The man behind them: Abu Ibrahim, who controlled a web of dangerous operatives while living in Baghdad under the protection of Saddam Hussein.

Ibrahim has elused coalition forces
Long forgotten and even presumed dead by some, Ibrahim is very much alive, according to an Associated Press investigation.

Since the 2003 invasion of Iraq, Ibrahim had managed to elude coalition forces — possibly while aiding the Sunni insurgency — before he recently crossed into Syria, federal law enforcement and former CIA officials believe.

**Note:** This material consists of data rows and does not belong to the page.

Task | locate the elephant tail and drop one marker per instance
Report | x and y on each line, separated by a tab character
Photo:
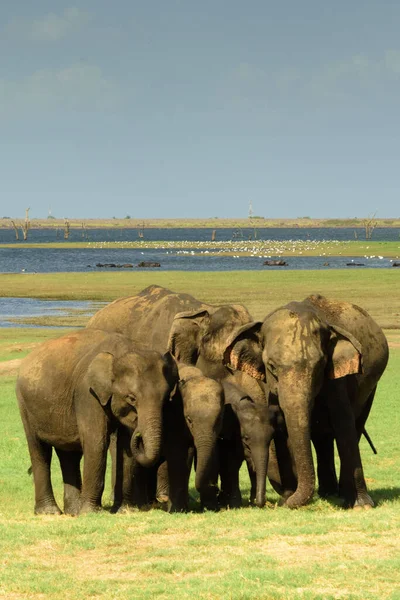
370	442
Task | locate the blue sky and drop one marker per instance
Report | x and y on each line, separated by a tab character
180	108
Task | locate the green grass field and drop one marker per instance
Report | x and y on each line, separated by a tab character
318	552
257	248
261	291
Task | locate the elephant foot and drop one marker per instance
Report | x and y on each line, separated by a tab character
122	508
162	498
326	492
47	509
173	508
226	500
88	507
72	511
363	502
295	501
284	497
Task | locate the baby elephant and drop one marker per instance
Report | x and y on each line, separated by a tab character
193	423
72	393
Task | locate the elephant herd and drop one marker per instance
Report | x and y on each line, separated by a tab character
163	381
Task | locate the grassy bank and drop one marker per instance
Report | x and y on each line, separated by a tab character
378	291
260	248
214	222
317	552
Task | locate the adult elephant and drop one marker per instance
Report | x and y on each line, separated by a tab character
192	423
323	359
72	393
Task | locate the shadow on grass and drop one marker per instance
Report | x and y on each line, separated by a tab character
382	495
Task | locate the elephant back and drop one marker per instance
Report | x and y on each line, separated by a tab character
146	317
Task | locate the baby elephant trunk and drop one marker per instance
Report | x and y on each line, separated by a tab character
146	440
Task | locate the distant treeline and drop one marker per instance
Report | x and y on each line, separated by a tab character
214	223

The FBI is eager to catch Ibrahim, whose real name is Husayn al-Umari, and has ramped up efforts to find him, releasing an age-enhanced sketch of Ibrahim to the AP, the first known picture of him ever made public.

But time is running out.

As American forces draw down in Iraq, the FBI worries that locating Ibrahim could become harder if he slips back into the country. And a key witness who could testify against Ibrahim will be released from a Colorado prison in four years — if not sooner.

"This is an unfinished war on terrorism and he's part of that war," said Bob Baer, a former top CIA agent who worked clandestinely in the Middle East. "He was the most capable and the most dangerous bomb maker in the world barring none during my time as a CIA officer. He's a man who could open up a lot of old cases."

Mysterious puppet master
The 73-year-old Ibrahim is an almost mythological figure in terrorism, a sort of mysterious puppet master — always out of reach, in the background, pulling strings.

Pictures of him are rare. The Palestinian didn't make tape recordings and broadcast his anti-Israel, anti-American manifesto to the world. He let his bombs do the talking and taught a group of proteges his formidable skills — ones he acquired studying chemical and electrical engineering and later learned from KGB.

He's been described as a "genius." The "grandfather of bomb makers." A "Michelangelo." Or as one former Pentagon official said, "Dr. Frankenstein."

His infamous career stretches back decades. He has been linked to several terrorist organizations, including Black September and the Popular Front for the Liberation of Palestine.

But it wasn't until Ibrahim broke away from the PFLP in 1979 and formed his own outfit called "15 May" that he began forging his reputation as a master bomb maker, attracting the attention of foreign intelligence services around the globe.

Named after the date on which Israel was founded, Ibrahim based 15 May in Baghdad and began perfecting his unique bombs. He experimented widely, devising a particularly nasty bomb that involved filling the cooling pipes of a refrigerated truck with liquid explosives.

But his piece de resistance was something totally different and on a much smaller scale. At his little workshop, he developed a blend of plastic explosives that he lined in suitcases or bags that used a delayed-timing device called an "e-cell."

Together, this became his signature as a bomb maker.